Princeton University professor Alan Krueger, recently named by President Obama to be the new chair of the Council of Economic Advisors, is perhaps best known for his claim that raising minimum wage will not reduce employment. But Krueger has had a long, varied career as a labor economist—and a history that should be especially interesting to budget cutters.
Early in his academic career, Krueger performed innovative work comparing the wages of federal employees to those of private sector workers. Contrary to the claims of public employees’ unions and the administration's own Office of Personnel Management, Krueger’s approach confirms that federal employees receive a significant pay premium over private sector workers. Reducing that pay premium could generate large savings for taxpayers.
To grasp Krueger’s findings, one must first understand the “standard” approach in public-private pay studies. Analysts usually compare the wages of government and private sector workers, while controlling for differences in education, experience, and a range of other factors that affect earnings. Such comparisons typically show a federal salary premium of 10 to 20 percent.
In a recent paper, we calculate that federal workers receive salaries roughly 14 percent above those paid to similar private sector employees working in large firms. (Adding massively higher fringe benefits and job security that even state and local government employees would envy, the total federal compensation premium rises even higher.)

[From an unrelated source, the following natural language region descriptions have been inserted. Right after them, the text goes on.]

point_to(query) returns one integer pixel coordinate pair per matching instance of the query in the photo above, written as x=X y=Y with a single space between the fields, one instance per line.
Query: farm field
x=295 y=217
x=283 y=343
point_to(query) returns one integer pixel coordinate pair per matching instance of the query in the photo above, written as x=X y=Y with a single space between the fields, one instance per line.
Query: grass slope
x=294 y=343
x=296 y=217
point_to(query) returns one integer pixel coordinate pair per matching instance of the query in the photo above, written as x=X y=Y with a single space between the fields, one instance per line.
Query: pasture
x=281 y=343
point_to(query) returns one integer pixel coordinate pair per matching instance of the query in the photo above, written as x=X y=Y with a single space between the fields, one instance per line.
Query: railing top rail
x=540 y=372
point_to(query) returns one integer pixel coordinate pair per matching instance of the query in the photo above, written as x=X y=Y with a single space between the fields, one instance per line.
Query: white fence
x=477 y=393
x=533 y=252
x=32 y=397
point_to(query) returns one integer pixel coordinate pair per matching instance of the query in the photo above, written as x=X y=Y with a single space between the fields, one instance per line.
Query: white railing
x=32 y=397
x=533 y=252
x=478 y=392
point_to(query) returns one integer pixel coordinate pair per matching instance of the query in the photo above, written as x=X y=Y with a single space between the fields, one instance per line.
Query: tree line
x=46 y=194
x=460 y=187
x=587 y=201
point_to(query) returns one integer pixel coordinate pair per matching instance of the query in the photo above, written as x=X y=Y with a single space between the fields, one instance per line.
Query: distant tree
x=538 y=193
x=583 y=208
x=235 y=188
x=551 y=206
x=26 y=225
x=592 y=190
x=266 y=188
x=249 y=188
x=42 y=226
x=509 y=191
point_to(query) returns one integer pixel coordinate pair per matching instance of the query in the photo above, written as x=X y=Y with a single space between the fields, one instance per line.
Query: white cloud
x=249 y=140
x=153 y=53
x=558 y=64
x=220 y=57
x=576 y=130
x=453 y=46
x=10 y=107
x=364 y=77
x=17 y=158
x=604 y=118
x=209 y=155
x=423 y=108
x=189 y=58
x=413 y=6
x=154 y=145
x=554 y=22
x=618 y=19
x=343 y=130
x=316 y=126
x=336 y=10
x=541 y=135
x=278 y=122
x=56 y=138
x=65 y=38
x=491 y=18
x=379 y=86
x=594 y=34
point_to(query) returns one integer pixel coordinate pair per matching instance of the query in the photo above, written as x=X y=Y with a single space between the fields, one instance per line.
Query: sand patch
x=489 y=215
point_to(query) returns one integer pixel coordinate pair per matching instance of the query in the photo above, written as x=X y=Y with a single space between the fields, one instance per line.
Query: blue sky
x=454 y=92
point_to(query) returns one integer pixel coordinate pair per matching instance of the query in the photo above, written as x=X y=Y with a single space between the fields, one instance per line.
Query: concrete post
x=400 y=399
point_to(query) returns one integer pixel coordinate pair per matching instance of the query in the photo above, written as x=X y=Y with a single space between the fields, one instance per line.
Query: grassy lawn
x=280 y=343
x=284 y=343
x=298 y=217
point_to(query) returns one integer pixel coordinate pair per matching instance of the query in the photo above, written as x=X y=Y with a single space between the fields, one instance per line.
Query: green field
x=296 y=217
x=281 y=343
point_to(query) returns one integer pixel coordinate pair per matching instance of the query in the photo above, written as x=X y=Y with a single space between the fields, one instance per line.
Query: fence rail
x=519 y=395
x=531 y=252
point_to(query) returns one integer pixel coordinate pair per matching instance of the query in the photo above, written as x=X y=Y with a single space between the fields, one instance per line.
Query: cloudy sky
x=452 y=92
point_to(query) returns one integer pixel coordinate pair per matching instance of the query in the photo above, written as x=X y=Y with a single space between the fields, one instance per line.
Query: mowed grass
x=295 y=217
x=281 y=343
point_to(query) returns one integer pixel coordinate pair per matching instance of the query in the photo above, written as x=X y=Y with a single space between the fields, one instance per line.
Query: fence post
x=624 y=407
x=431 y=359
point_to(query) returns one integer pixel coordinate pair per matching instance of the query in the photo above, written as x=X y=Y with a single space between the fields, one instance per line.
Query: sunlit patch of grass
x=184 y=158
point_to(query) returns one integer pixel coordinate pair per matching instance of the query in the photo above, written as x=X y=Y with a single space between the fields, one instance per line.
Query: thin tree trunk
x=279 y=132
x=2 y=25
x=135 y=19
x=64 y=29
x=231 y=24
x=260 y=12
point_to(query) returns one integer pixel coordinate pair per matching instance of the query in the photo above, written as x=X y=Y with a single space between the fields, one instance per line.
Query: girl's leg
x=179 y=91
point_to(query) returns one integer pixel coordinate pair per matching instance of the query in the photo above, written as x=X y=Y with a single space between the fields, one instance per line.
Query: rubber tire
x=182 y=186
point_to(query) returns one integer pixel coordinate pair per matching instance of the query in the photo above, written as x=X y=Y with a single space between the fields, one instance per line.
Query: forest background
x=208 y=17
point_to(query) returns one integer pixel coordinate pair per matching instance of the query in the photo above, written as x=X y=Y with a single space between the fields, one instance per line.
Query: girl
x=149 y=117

But some question this methodology: Perhaps federal workers have higher quality degrees than private sector employees, or are more motivated, or are simply more productive in ways that we cannot measure with simple controls like “years of education.” Krueger’s inventiveness helps defuse these objections.
In a 1988 paper, he uses an alternative approach: Instead of controlling for differences between workers at one point in time, he follows the same workers over time as they shift in and out of different jobs. If the same person earns more in a federal job than in a private sector job, we can be reasonably sure that the job is making the difference, since the person himself barely changes over time. And Krueger controls for the limited instances when a worker’s characteristics do change—by getting an additional degree or by gaining an extra year of experience, for example.

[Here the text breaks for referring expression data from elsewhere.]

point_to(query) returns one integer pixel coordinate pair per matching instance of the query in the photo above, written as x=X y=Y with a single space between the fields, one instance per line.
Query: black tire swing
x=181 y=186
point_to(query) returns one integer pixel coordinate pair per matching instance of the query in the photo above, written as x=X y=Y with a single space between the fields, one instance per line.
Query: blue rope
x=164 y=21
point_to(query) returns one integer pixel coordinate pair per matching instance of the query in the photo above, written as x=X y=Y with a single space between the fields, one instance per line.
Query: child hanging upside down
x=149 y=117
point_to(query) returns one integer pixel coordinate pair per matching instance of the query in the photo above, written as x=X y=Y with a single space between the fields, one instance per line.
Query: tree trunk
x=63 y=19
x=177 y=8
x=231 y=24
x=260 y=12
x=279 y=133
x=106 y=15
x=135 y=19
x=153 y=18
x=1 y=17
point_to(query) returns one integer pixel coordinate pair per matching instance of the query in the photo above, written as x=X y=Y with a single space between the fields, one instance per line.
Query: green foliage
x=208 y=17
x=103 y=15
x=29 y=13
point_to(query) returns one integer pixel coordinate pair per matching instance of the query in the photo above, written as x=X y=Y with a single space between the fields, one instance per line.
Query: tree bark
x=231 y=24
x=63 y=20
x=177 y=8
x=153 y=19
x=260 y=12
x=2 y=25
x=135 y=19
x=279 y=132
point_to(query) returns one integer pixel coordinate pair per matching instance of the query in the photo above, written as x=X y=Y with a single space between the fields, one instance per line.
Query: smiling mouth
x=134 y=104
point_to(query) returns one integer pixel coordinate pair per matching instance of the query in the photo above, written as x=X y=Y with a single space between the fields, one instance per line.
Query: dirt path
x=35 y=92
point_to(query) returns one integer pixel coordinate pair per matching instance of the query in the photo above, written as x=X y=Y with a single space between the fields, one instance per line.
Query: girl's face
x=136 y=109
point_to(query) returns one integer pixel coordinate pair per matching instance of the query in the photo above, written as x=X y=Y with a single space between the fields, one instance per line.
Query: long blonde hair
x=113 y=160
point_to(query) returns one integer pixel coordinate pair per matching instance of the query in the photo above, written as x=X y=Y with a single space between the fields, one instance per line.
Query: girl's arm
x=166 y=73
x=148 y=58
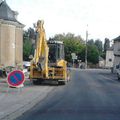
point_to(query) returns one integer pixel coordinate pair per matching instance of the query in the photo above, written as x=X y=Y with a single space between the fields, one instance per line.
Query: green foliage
x=75 y=44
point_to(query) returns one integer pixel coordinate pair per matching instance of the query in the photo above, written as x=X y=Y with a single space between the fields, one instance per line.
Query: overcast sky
x=63 y=16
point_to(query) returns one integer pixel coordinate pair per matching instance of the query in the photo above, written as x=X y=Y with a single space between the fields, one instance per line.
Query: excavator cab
x=56 y=51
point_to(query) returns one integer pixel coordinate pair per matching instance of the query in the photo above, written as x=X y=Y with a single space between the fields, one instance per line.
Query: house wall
x=109 y=59
x=11 y=44
x=7 y=47
x=116 y=54
x=19 y=45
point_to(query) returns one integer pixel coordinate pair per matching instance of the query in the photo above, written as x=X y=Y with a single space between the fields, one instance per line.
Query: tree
x=72 y=44
x=90 y=42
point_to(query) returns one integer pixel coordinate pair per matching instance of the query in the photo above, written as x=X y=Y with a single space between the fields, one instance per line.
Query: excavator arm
x=42 y=50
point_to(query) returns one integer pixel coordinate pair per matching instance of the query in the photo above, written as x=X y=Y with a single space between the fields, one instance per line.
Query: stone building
x=11 y=36
x=116 y=52
x=109 y=58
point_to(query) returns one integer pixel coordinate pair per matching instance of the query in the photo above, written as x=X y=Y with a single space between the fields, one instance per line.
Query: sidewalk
x=14 y=102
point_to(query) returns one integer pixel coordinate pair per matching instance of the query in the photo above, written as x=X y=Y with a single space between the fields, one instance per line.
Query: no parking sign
x=15 y=78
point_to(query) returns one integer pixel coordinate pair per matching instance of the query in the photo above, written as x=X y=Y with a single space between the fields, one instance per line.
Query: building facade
x=11 y=37
x=109 y=58
x=116 y=53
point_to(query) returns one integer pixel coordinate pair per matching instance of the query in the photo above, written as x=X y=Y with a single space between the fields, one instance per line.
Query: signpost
x=15 y=78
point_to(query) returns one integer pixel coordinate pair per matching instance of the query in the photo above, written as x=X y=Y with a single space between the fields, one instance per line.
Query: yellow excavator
x=48 y=63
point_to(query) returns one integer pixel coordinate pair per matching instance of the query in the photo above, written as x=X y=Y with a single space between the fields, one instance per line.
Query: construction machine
x=48 y=62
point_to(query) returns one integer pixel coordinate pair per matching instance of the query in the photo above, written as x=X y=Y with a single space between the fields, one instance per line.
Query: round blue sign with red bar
x=16 y=78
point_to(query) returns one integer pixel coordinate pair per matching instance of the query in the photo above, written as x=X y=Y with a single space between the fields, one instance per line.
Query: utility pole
x=86 y=49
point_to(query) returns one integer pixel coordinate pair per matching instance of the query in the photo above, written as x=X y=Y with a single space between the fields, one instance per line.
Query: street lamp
x=86 y=49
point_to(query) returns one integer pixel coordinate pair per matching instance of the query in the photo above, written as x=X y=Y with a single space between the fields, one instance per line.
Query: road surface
x=90 y=95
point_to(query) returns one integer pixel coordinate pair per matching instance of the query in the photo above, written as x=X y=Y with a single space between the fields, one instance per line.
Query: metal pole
x=86 y=49
x=73 y=63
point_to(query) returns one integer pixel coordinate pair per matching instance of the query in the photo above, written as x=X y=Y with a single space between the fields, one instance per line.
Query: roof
x=6 y=13
x=117 y=38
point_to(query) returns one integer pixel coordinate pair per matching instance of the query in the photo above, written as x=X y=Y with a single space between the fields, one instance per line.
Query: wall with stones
x=7 y=44
x=19 y=46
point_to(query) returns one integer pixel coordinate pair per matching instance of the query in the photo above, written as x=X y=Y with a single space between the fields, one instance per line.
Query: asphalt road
x=90 y=95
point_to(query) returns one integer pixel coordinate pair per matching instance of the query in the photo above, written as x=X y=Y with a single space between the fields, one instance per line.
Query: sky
x=100 y=17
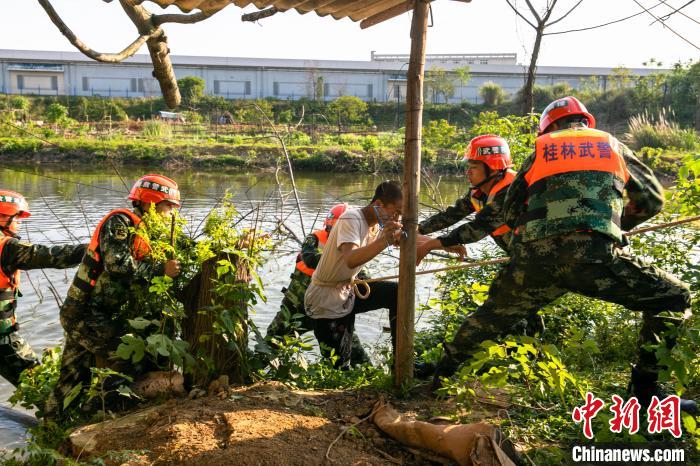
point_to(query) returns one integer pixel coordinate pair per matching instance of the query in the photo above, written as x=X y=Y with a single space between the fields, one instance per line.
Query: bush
x=492 y=93
x=56 y=113
x=659 y=132
x=348 y=110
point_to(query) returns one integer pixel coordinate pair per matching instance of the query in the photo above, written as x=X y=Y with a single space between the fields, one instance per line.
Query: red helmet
x=490 y=149
x=13 y=203
x=334 y=214
x=155 y=189
x=562 y=108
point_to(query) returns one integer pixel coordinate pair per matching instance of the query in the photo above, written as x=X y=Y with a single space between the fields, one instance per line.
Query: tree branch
x=534 y=12
x=256 y=15
x=185 y=19
x=520 y=14
x=130 y=50
x=565 y=14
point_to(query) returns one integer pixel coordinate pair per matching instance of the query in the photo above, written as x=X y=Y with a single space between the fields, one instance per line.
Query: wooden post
x=411 y=189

Krueger finds that private workers who find new jobs in the federal government receive significantly higher pay than those who find new private jobs, essentially confirming that the “standard” approach has given the right results all along.
Recently, we updated Krueger’s paper using a much larger and more detailed dataset. We discover that, over the last decade, private sector employees who switch to a federal job receive an average pay raise of 9 percent, while those who find new private jobs receive only a 1 percent raise. In effect, the federal government pays an 8 percent salary premium for the very same employees. Since the federal salary premium rises with a worker’s tenure, these results regarding pay in the first year of federal employment fully support the conclusions of the standard approach.

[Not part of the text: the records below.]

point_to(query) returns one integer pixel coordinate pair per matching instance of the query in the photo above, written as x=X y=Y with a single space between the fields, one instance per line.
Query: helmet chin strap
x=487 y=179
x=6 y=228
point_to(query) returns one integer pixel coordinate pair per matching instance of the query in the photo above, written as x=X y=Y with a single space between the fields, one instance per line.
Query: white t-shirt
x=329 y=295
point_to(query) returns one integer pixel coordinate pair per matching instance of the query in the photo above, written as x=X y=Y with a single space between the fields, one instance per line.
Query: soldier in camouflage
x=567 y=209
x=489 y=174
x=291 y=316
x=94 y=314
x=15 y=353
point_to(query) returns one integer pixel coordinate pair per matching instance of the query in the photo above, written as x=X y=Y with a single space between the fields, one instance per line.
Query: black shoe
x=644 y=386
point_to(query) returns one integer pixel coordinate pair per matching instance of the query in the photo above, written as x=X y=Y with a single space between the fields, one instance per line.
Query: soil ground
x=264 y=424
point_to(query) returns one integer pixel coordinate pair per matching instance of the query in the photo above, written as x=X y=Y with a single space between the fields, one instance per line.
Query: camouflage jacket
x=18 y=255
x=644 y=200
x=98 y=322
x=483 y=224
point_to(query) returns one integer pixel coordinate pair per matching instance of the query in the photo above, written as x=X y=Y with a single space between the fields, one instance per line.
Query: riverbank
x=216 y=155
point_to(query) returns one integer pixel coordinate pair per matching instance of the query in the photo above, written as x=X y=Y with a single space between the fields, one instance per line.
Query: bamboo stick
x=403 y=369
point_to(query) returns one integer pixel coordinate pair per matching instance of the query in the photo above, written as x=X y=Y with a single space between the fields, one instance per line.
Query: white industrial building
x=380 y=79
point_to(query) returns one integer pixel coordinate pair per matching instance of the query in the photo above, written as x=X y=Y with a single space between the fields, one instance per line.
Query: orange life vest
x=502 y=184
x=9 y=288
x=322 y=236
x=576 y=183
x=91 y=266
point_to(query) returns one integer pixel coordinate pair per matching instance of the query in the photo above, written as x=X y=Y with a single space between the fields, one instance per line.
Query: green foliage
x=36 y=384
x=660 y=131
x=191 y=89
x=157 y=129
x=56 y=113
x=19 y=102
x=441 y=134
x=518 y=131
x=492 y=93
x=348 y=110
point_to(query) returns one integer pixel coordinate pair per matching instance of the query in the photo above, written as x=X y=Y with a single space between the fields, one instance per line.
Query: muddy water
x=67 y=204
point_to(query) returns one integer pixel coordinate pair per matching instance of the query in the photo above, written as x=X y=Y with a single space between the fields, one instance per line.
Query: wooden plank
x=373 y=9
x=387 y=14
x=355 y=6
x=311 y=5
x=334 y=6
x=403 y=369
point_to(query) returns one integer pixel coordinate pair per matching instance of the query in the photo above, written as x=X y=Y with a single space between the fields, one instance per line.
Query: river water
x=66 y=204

Moreover, our new analysis shows—contrary to claims of many federal employees—that federal workers are not likely to earn higher salaries in the private sector. In fact, the average federal worker who shifts to private sector employment takes a salary cut of almost 5 percent. Together, these results show that the federal government pays higher salaries for the same employees.
Krueger’s paper also demonstrates that open federal positions tend to receive more applicants than private sector positions, which suggests that federal jobs are generally more attractive. He finds that federal positions receive 25 to 38 percent more applications than private sector job openings.